The issue, it claims, is one where a user gains full access to you account should you send them money, with the bad actor being able to drain your funds completely. Allegedly, ZenGo has run into this issue quite often in many of the more popular cryptocurrency wallets. They’re calling it baDAPProve. And they’re using their new platform, ZenGo Savings, to solve it.
Essentially, when a user grants a dApp access to their cryptocurrency wallet, sometimes that means they’re granting access to all holdings within that wallet – not just the ones they’re using to interact with it.
“In almost every DApp, when the user connects to it, they unknowingly provide the smart contract associated with the DApp, full access to all of their funds, regardless of their actual usage. Therefore, even if the user only actually sent a transaction equivalent to $1, an attacker abusing a smart contract vulnerability can withdraw all of the user’s holdings of that specific asset,” the post reads. Also, most dapps fail to communicate this.

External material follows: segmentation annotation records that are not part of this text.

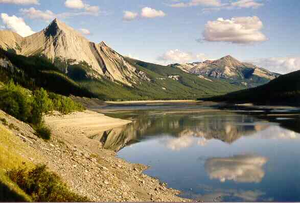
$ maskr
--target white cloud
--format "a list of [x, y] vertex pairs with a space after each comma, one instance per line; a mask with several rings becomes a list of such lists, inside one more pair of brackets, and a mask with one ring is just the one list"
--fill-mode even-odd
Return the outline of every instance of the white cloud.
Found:
[[123, 16], [123, 20], [126, 21], [133, 20], [136, 18], [139, 14], [137, 13], [133, 12], [125, 11], [124, 11], [124, 15]]
[[206, 171], [211, 179], [221, 182], [260, 183], [265, 176], [262, 167], [268, 161], [263, 156], [242, 155], [206, 160]]
[[67, 8], [73, 9], [83, 9], [86, 13], [94, 14], [96, 15], [98, 14], [100, 10], [98, 6], [84, 4], [81, 0], [66, 0], [64, 5]]
[[0, 0], [0, 4], [12, 4], [22, 5], [39, 4], [38, 0]]
[[75, 9], [82, 9], [85, 7], [81, 0], [66, 0], [64, 5], [67, 8]]
[[252, 8], [257, 9], [264, 6], [264, 4], [256, 2], [253, 0], [240, 0], [231, 3], [231, 5], [238, 8]]
[[84, 28], [81, 28], [79, 29], [79, 30], [81, 33], [83, 34], [84, 35], [89, 35], [91, 34], [89, 30]]
[[172, 7], [183, 8], [192, 6], [205, 6], [203, 13], [217, 11], [221, 9], [234, 9], [241, 8], [257, 9], [264, 6], [264, 4], [258, 2], [258, 0], [236, 0], [221, 2], [220, 0], [190, 0], [189, 2], [179, 2], [169, 5]]
[[219, 0], [192, 0], [188, 3], [178, 3], [172, 4], [172, 7], [182, 8], [196, 6], [221, 6], [222, 4]]
[[35, 33], [21, 17], [17, 17], [15, 15], [10, 16], [6, 13], [1, 13], [1, 18], [7, 29], [16, 32], [22, 37]]
[[268, 39], [261, 30], [263, 22], [257, 16], [219, 18], [209, 21], [203, 32], [203, 40], [224, 41], [239, 44], [251, 44]]
[[192, 62], [195, 60], [204, 61], [206, 59], [204, 54], [194, 55], [192, 53], [184, 52], [178, 49], [169, 50], [157, 58], [158, 60], [167, 63], [180, 63]]
[[163, 11], [158, 11], [149, 7], [145, 7], [142, 9], [142, 16], [147, 18], [154, 18], [156, 17], [164, 17], [166, 14]]
[[36, 10], [34, 8], [21, 9], [20, 12], [31, 19], [42, 19], [44, 20], [50, 20], [55, 18], [56, 14], [52, 11], [47, 10], [43, 11]]
[[282, 74], [300, 70], [300, 56], [259, 58], [248, 62]]

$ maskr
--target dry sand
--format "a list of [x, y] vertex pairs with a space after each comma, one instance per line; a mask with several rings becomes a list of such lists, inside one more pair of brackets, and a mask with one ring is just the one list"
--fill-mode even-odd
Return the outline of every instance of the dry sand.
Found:
[[84, 132], [87, 136], [131, 122], [131, 121], [111, 118], [89, 110], [64, 116], [56, 114], [53, 116], [45, 116], [45, 119], [49, 125], [60, 128], [67, 127], [76, 129], [78, 132]]

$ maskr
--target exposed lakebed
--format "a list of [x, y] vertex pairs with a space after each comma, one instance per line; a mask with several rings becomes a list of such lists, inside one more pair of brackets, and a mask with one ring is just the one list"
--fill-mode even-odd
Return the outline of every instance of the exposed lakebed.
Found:
[[189, 106], [106, 113], [134, 121], [99, 137], [145, 173], [206, 201], [300, 201], [300, 117], [292, 110]]

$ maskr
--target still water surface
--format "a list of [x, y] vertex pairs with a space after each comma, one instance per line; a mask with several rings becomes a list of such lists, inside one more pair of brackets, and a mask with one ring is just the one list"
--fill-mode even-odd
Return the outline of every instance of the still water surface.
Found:
[[96, 139], [184, 197], [299, 201], [300, 117], [285, 112], [122, 110], [107, 115], [134, 122]]

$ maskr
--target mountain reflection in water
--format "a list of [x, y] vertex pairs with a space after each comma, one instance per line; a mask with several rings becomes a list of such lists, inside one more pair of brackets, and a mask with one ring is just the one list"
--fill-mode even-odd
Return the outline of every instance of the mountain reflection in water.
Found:
[[157, 115], [145, 114], [146, 110], [136, 111], [136, 118], [129, 118], [134, 120], [133, 123], [100, 132], [92, 138], [99, 140], [105, 148], [118, 152], [125, 146], [143, 140], [168, 136], [173, 139], [165, 142], [165, 145], [178, 150], [193, 144], [193, 138], [199, 138], [197, 144], [201, 146], [212, 139], [231, 144], [242, 136], [269, 127], [267, 123], [255, 123], [259, 120], [254, 117], [234, 113], [228, 116], [228, 112], [225, 115], [218, 112], [215, 116], [206, 115], [209, 112], [202, 112], [201, 116], [195, 113], [191, 117], [189, 114], [170, 115], [169, 112]]
[[133, 122], [93, 138], [120, 157], [149, 165], [145, 173], [183, 197], [300, 201], [300, 116], [281, 110], [113, 111], [107, 114]]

ZenGo will solve this by creating a brand new user experience within their application. When they’re sending money, the apps approved sum is only that of which the user intends to send. Essentially, this limited amount is being confirmed twice, rather than entire access to the wallet being confirmed – allowing a bad actor to take advantage of that connection.
It appears that ZenGo will implement this feature not only within their application but within other DeFi applications as well. They’ve already spoken to platforms like Opera about implementation.